OLGUNLUK ÇAĞINDAKİ FARKLILIK
Aynı kitabı, olgunluk çağımızda yeniden okuduğumuz zaman, işte o zaman, nereden geldiklerini unutmuş olmamıza karşın artık iç düzeneklerimizin bir bölümünü oluşturan bu değişmez değerleri yeniden keşfederiz. Kendisi unutulabilse de, içimizde tohumunu bırakan yapıtın kendine özgü bir gücü vardır.
YENİDEN OKUMAK
Klasikler, hem imgelemimize unutulmaz bir biçimde yerleşerek, hem de belleğimizin kıvrımları arasına bireysel ya da ortaklaşa bilinçdışı kılığında gizlenerek, belirli bir etki yaratan kitaplardır.
Bu nedenle, olgunluk dönemimizde, gençliğimizin en önemli kitaplarını yeniden keşfetmeye ayrılmış bir zaman olmalıdır. Klasik, ilk okumada verdiği keşif duygusunu her yeniden okumada veren kitaptır.
Klasik, ilk kez okuduğumuz zaman bile, daha önce okuduğumuz bir şeyi yeniden okuduğumuz duygusunu veren kitaptır.
KLASİK ŞAŞIRTMALIDIR
Bütün bunlar, hem eski, hem de modern klasikler için geçerlidir. Odysseia’yı okuyorsam, Homeros’un metnini okuyor olmama karşın, Odysseus’un serüvenlerinin yüzyıllar içinde edindiği anlamları düşünmeden ve bütün bu anlamların gerçekten özgün metnin bağrından mı geldiğini, yoksa sonradan yapılmış eklemeler, çarpıtmalar ya da genişletmeler mi olduğunu merak etmeden edemem. Kafka okuyorsam, bir de bakarım, sürekli olarak nerdeyse her şeye yakıştırılıp durduğunu duyduğumuz.
OKUMAYA AYRILAN ZAMAN
Sizin kitabınız durumuna gelecek kitapla, ancak zoraki olmayan okumalar sırasında karşılaşabilirsiniz.

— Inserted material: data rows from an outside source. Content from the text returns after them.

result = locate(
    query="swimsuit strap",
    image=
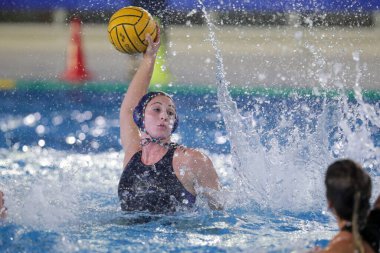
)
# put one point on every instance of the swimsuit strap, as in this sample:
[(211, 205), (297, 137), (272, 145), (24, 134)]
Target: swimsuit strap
[(146, 141)]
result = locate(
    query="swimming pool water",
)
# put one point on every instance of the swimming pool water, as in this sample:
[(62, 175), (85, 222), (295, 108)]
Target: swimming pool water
[(60, 161)]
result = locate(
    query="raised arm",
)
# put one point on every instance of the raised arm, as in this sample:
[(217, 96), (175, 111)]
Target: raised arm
[(3, 209), (138, 87)]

Yetkin bir sanat tarihçisi tanıyorum, okuduğu kitapların sayısını kendi de bilmez; devirdiği onca kitap arasında en çok The Pickwick Papers’ı sever; her fırsatta Dickens’ın bu kitabından alıntılar yapar, hayatındaki her olayı, hiç şaşmaz, Pickwick’te geçen bir öyküye bağlar.

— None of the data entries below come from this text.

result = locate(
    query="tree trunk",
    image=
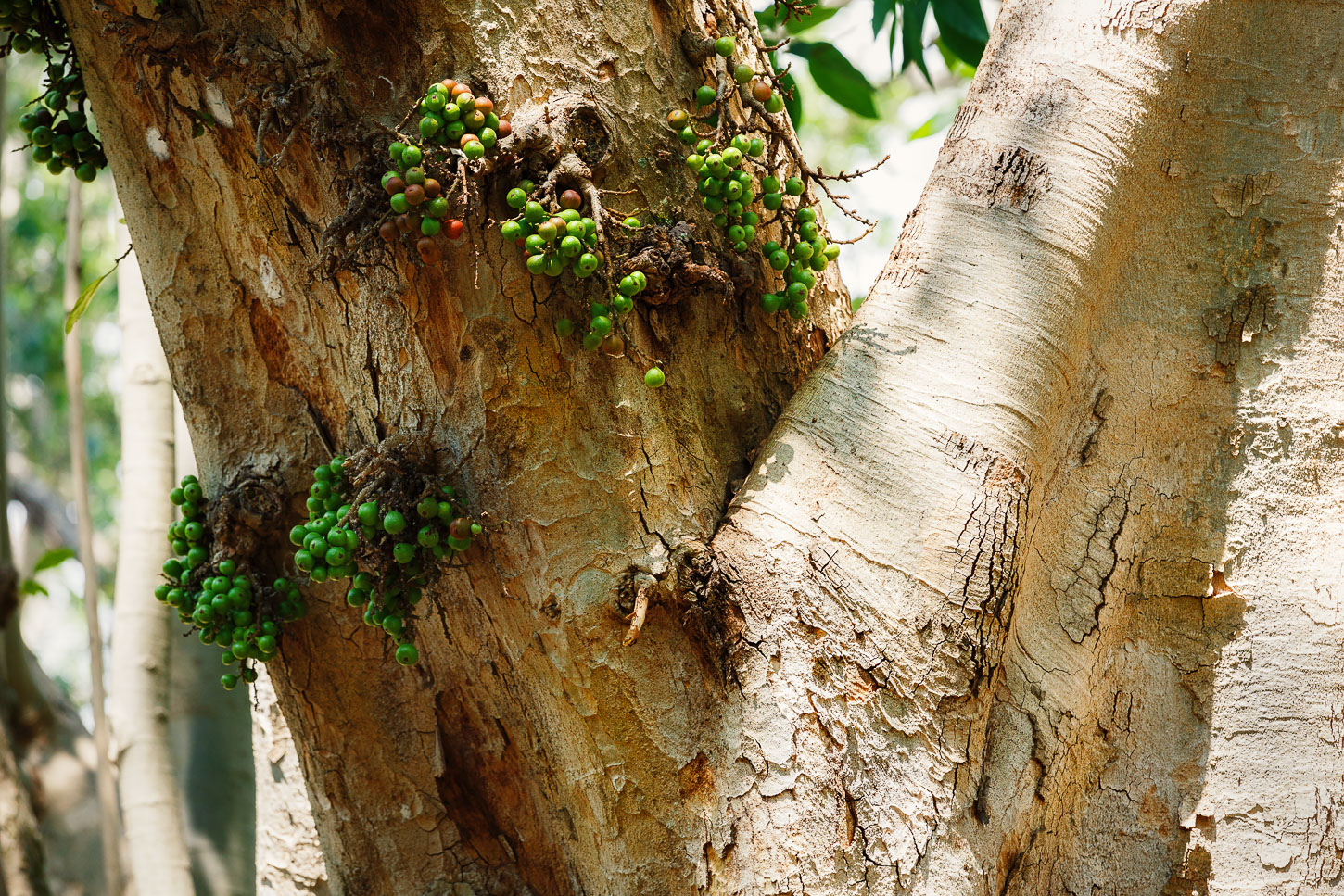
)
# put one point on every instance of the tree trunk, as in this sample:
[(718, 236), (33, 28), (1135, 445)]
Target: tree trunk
[(151, 801), (983, 617), (21, 872), (212, 754)]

Bu tümden özdeşleşme süreci içersinde, kendisi, gerçek felsefe ve evren giderek The Pickwick Papers olup çıkmıştır. Bu yolu izlersek, klasiğin, çok yüce ve zorlu bir tanımına varırız.
GÜNÜMÜZE KULAK KABARTMAK
Belki de, en güzeli, odamızın içinde olanca açık seçikliğiyle yankılanan klasiklerin sesini dinlerken, tıpkı bizi dışarıdaki trafik kargaşasından ve ani hava değişikliklerinden haberli kılan gürültüye kulak verir gibi günümüze kulak kabartmaktır.